Verschwunden in der argentinischen Diktatur, aber längst nicht vergessen

Deutschstämmige Mütter setzen auf die deutsche Justiz, um Gerechtigkeit für ihre ermordeten Kinder zu erreichen

Die Bilder sind auch heute noch eindrucksvoll: Frauen mit weißen Kopftüchern und entschlossenem Gesichtsausdruck drehen seit 28 Jahren unverdrossen ihre Runden auf der Plaza de Mayo in Buenos Aires, halten Fotos ihrer verschwundenen Kinder in die Höhe und fordern Auskunft über deren Verbleib. Einige dieser Mütter sind vor den Nationalsozialisten geflohene Jüdinnen deutscher Abstammung und haben ihre Hoffnungen auf die deutsche Justiz gesetzt, um die am Tod ihrer Söhne und Töchter schuldigen Mitglieder der argentinischen Militärdiktatur zur Verantwortung zu ziehen. Im Sommer vergangenen Jahres bekamen diese Hoffnungen einen Dämpfer, die Staatsanwaltschaft Nürnberg-Fürth stellte die Verfahren wegen Nichtzuständigkeit der deutschen Justiz ein.
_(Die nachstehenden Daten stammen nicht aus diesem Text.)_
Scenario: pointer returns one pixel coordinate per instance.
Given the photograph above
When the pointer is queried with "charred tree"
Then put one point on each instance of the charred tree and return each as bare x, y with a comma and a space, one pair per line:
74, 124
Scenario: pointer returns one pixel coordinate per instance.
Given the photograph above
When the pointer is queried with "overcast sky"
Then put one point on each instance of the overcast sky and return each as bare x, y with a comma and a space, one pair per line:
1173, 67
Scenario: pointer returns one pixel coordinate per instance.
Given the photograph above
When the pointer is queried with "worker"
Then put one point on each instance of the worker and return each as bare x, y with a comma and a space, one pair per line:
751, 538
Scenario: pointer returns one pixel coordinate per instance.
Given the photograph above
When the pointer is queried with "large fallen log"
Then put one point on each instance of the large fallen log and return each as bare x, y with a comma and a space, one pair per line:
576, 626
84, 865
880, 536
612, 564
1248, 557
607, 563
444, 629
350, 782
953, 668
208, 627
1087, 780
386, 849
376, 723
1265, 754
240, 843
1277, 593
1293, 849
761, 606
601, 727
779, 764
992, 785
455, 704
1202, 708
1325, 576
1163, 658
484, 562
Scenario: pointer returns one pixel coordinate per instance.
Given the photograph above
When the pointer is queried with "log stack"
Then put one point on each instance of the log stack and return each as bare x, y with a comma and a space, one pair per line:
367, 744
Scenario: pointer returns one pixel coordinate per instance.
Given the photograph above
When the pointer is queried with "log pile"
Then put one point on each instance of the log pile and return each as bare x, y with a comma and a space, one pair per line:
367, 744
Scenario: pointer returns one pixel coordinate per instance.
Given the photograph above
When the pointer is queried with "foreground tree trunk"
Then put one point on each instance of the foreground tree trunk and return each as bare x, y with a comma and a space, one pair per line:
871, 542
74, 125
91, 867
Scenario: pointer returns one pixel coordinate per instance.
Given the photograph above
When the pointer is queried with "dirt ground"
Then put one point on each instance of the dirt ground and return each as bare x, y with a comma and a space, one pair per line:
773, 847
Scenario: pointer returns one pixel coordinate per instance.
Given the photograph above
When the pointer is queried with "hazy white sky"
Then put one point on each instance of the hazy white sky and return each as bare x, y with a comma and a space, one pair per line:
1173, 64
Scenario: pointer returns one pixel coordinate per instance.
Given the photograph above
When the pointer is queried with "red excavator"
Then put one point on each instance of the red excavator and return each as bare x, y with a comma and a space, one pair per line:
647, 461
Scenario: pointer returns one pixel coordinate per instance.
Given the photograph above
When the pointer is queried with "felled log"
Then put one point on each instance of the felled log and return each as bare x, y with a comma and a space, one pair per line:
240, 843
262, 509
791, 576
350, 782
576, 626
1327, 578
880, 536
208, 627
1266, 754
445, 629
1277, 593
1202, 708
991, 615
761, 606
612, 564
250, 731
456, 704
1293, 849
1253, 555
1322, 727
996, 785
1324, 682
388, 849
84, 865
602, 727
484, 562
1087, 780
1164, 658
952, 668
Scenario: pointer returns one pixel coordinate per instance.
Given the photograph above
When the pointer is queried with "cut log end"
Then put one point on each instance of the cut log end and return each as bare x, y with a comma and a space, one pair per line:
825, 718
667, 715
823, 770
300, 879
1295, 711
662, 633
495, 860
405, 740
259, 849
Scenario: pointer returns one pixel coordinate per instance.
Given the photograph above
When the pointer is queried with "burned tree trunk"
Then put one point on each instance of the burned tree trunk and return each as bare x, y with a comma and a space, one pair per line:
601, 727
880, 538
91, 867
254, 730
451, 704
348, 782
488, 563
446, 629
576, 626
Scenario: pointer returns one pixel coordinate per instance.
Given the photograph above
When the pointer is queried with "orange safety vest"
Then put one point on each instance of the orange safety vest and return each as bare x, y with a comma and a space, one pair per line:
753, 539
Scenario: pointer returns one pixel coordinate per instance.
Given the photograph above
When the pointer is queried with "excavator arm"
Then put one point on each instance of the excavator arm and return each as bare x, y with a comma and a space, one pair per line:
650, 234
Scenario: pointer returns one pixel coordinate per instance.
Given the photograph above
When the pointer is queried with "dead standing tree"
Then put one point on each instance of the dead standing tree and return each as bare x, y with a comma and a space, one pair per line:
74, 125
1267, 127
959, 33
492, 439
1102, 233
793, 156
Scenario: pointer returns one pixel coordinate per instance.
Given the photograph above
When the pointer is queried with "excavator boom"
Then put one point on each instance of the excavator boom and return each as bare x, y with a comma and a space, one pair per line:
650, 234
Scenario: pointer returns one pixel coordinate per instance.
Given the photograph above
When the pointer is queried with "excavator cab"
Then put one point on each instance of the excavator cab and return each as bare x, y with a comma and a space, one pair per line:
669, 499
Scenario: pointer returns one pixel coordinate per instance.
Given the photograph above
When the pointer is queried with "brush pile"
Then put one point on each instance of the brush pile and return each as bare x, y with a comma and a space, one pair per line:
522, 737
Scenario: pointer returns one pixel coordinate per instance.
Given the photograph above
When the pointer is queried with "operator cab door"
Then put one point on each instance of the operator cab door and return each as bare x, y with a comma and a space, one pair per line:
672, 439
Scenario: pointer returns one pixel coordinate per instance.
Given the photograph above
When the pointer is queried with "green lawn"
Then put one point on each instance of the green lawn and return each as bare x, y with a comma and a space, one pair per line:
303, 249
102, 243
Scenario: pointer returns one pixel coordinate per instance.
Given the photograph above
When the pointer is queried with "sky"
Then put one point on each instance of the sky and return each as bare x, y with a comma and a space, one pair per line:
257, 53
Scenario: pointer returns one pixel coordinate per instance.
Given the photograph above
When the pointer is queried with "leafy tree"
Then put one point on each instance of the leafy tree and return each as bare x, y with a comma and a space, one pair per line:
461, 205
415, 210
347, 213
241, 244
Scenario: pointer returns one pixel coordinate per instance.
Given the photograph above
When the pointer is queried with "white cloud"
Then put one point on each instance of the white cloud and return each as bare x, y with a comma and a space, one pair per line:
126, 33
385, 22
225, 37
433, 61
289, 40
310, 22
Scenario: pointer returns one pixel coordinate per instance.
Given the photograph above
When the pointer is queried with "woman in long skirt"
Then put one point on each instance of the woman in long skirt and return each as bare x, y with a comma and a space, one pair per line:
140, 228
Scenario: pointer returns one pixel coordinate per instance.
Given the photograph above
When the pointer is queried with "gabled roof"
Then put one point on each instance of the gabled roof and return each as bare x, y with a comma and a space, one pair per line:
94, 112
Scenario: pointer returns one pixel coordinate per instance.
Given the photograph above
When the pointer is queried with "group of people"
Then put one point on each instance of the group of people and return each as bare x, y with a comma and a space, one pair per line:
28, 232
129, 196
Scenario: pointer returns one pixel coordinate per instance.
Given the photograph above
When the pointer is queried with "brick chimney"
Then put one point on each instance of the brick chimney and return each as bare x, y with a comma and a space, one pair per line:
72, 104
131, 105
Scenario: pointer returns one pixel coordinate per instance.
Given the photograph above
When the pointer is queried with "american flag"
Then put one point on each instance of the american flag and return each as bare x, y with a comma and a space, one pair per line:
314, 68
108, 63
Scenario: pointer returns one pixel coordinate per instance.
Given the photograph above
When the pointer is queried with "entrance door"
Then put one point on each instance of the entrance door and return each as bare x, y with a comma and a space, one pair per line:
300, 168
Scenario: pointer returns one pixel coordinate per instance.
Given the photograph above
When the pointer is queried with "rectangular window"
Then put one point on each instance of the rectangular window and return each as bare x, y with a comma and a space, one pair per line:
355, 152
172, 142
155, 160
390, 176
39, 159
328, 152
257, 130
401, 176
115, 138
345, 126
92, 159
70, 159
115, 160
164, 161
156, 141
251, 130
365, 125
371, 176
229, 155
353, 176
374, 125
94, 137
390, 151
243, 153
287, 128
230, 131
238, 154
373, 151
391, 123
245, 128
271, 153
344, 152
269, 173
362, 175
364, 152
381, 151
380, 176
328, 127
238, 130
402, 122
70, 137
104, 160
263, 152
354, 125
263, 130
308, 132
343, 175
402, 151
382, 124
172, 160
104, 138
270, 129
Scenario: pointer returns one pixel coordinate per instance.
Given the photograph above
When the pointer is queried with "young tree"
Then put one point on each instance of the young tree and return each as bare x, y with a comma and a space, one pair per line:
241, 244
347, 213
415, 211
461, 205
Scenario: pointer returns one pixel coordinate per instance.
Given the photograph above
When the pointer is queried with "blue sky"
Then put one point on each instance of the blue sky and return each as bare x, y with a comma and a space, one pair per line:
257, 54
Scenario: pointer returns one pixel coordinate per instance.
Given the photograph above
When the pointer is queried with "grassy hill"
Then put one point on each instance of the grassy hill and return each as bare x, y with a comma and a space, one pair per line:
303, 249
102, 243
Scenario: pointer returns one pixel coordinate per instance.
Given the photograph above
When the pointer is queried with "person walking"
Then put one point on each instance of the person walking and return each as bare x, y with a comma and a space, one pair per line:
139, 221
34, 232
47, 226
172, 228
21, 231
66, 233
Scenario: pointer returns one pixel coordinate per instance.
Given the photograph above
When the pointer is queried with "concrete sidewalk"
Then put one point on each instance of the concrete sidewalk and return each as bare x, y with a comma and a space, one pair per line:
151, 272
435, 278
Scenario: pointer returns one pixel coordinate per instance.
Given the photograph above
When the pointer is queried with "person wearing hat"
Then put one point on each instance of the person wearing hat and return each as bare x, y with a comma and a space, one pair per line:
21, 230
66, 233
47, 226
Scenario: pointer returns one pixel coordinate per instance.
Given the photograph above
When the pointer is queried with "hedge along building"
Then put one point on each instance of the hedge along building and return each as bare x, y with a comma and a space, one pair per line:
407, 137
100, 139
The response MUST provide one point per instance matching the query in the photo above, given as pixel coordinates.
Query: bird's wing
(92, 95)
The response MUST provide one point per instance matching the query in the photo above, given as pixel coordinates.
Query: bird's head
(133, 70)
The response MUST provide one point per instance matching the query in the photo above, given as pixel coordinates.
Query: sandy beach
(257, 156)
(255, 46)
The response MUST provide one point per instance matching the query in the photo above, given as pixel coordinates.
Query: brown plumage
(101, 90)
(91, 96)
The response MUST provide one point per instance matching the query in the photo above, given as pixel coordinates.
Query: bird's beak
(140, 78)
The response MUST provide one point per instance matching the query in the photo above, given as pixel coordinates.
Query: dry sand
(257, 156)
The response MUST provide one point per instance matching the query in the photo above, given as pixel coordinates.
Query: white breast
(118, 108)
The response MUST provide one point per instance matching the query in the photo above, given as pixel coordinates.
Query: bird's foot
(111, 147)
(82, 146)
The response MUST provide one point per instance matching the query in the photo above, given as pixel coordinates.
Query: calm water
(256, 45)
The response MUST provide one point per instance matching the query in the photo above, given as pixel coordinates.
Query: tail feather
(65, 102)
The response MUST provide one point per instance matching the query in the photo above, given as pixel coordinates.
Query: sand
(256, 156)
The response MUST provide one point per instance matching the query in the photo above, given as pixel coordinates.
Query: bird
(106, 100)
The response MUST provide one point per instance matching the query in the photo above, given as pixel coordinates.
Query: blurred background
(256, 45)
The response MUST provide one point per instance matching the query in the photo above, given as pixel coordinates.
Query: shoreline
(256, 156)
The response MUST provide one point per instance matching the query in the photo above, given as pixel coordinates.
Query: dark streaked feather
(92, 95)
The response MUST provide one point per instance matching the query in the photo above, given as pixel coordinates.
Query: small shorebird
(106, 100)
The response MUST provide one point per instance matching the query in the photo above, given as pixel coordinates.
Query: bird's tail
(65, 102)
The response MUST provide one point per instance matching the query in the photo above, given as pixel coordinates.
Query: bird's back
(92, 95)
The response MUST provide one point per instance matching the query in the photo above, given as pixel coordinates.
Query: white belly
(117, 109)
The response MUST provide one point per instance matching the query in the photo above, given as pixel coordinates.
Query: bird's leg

"Traurig und unangemessen und juristisch nicht überzeugend", findet der Berliner Rechtsanwalt Wolfgang Kaleck die Argumentation der Staatsanwaltschaft und legte Beschwerde dagegen ein, die Verfahren einzustellen. Kaleck ist Sprecher der "Koalition gegen Straflosigkeit", einer Organisation von Menschenrechtlern und Anwälten, die sich um die Ahndung der Verbrechen der argentinischen Junta bemüht. Er vertritt in fünf Fällen Angehörige deutsch-jüdischer Abstammung von Opfern der Diktatur (1976 - 1983).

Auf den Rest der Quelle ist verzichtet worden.